Ahhhh, Ohhhh yeah yeah, there it is ! ! ! LOL

My delivery of ADA contest books has arrived !

I ordered Via the official ADA site 2006 and 2007 layout contest manuals and " SUIKEI Amazon" WOW,,WOW,WOW. Ive just finished moping up  :? 

Seriously, very inspirational.

The thing that gets me giddy, is that my cube SHAKKIE world ranking 713, is in the 2007 manual, and Amano himself has gazed over my cube along with the other well respected judges, how cool is that? ! ! ?

Had to share that, man Ive got the hunger to get scaping!

Cheers,
Graeme.


----------



## Dan Crawford (25 Oct 2007)

ha ha, good on ya mate.
I'd be excited about the fact that Amano had perused my scape too.
Well done mate, you should be very proud.


----------



## Matt Holbrook-Bull (25 Oct 2007)

very well done mate  thats really very cool lol


----------



## George Farmer (25 Oct 2007)

weirdo!  lol

Cool man.


----------



## Dave Spencer (26 Oct 2007)

I got both my books this morning. Amazing stuff!
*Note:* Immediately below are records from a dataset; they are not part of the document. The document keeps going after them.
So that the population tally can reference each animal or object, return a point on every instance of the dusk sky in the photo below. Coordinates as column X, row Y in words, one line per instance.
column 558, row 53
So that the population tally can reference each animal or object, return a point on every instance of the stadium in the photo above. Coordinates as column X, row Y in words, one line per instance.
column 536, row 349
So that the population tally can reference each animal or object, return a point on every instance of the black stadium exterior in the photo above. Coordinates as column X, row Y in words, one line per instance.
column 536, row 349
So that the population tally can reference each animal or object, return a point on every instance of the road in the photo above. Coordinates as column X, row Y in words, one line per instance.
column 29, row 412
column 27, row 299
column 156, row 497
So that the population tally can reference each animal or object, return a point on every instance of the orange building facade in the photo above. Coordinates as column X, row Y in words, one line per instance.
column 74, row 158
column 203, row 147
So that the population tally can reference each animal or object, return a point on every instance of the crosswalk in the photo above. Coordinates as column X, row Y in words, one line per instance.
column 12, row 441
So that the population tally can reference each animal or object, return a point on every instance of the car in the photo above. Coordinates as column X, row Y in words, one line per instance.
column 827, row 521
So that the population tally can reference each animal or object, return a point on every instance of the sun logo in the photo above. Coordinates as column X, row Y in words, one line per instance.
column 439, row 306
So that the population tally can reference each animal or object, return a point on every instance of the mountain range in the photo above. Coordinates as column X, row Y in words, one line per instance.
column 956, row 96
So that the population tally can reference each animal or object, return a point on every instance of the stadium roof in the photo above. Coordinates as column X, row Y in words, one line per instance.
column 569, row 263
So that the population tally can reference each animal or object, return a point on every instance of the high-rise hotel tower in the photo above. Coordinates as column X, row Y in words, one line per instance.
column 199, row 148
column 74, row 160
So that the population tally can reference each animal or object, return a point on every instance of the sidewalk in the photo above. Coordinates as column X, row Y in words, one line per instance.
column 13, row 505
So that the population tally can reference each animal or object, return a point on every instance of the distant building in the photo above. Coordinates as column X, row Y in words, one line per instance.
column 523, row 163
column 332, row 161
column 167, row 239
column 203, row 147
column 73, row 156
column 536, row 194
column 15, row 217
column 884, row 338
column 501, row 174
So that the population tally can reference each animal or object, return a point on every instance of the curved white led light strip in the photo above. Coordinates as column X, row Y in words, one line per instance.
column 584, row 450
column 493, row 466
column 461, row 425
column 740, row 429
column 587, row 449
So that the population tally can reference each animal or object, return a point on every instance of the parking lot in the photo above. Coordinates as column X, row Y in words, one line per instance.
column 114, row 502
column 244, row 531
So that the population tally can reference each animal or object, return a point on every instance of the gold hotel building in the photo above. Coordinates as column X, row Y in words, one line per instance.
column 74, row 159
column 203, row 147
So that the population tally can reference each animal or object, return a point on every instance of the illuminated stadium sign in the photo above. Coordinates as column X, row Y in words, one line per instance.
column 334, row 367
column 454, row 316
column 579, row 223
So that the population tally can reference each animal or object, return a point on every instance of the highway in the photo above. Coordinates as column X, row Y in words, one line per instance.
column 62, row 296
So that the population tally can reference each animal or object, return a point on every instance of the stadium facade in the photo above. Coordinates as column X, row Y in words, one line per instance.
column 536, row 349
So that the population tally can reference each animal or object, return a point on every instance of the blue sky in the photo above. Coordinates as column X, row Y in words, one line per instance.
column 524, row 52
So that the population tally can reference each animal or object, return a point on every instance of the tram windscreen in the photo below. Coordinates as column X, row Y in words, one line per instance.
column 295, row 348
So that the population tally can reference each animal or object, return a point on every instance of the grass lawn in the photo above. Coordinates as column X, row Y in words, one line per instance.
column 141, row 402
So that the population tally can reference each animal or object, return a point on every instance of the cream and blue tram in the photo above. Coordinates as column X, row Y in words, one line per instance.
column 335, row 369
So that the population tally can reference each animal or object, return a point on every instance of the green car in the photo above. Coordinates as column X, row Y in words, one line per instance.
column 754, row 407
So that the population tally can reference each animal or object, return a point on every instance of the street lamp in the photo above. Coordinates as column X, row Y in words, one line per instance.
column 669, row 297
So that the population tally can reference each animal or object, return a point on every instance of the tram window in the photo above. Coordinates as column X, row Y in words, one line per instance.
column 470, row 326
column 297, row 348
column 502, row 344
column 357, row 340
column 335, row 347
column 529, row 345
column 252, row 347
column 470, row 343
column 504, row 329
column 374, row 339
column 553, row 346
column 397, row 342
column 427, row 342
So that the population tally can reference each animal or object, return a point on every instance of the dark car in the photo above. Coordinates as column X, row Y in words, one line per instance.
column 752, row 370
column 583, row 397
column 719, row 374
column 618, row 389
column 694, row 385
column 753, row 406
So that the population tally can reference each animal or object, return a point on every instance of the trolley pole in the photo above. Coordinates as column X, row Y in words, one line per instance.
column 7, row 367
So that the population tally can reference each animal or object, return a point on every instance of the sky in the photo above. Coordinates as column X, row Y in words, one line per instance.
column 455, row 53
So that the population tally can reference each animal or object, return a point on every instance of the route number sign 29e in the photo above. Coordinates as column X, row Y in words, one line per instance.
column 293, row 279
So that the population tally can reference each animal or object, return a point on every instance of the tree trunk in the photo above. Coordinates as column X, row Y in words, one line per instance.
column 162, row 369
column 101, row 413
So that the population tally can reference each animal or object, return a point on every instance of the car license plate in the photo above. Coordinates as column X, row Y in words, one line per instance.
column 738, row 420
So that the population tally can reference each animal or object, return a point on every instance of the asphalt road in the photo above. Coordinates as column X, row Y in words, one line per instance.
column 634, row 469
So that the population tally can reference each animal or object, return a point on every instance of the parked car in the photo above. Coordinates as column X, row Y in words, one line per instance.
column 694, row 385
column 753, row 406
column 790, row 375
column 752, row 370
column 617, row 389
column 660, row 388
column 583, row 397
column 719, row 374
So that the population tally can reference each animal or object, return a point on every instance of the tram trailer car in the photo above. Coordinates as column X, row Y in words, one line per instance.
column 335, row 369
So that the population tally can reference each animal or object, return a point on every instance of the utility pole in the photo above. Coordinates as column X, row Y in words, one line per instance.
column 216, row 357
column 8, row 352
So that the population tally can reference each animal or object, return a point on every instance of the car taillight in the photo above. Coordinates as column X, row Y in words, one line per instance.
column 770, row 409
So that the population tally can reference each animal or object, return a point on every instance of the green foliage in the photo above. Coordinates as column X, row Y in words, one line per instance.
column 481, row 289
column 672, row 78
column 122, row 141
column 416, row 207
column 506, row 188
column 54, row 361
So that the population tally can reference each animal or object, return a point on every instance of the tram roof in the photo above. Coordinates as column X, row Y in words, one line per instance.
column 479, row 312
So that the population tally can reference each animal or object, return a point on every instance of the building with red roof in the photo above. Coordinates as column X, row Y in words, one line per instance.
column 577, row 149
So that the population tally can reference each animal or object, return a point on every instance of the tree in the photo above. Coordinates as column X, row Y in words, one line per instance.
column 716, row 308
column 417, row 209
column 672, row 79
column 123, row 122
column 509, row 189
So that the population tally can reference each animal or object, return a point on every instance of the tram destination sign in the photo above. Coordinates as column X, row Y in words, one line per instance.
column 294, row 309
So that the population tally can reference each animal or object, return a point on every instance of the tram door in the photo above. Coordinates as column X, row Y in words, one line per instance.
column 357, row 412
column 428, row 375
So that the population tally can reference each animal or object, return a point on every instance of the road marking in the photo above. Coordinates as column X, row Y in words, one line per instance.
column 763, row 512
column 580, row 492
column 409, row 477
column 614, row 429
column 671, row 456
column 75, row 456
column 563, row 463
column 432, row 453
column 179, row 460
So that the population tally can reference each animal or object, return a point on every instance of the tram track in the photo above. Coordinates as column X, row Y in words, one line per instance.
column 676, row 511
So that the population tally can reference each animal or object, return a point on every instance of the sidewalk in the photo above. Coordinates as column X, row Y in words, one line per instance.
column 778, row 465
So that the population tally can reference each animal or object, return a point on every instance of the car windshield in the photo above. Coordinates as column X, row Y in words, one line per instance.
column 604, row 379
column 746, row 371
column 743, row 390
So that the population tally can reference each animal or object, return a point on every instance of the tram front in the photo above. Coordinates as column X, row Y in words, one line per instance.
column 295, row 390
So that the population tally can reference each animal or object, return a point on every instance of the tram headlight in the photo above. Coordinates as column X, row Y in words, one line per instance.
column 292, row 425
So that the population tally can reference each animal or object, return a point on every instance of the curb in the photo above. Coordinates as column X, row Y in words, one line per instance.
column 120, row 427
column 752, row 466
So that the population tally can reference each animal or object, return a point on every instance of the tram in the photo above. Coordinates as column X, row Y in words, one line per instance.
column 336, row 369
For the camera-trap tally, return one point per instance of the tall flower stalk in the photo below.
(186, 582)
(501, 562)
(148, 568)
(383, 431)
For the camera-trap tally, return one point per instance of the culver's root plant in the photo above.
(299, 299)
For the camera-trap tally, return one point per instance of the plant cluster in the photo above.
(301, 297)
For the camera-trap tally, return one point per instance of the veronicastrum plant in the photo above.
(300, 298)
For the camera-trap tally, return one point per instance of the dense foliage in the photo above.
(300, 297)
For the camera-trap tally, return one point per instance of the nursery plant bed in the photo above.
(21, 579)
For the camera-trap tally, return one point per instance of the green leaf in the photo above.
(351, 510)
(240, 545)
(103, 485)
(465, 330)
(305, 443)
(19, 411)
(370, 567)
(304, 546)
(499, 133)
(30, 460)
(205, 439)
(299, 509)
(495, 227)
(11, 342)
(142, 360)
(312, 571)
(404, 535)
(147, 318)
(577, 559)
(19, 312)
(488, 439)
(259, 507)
Graeme, any idea why there is a Kleenex shortage in the North West?  

Dave.


----------



## Ray (31 Oct 2007)

Is it all in Japanese or is there text in English?


----------



## ceg4048 (31 Oct 2007)

Right on Graeme! Congratulations. Nirvana Cool. You need to come over and redo my tank if you're hungry.

Cheers mate,


----------



## Graeme Edwards (1 Nov 2007)

All the books are in Japanese, but hay who cares, they are still inspirational.

Clive, ill accept any challange. Your 6fter should be a doddle. Im curranty helping a guy with a 10fter, then ill be doing a 6fter after that, all being well.


----------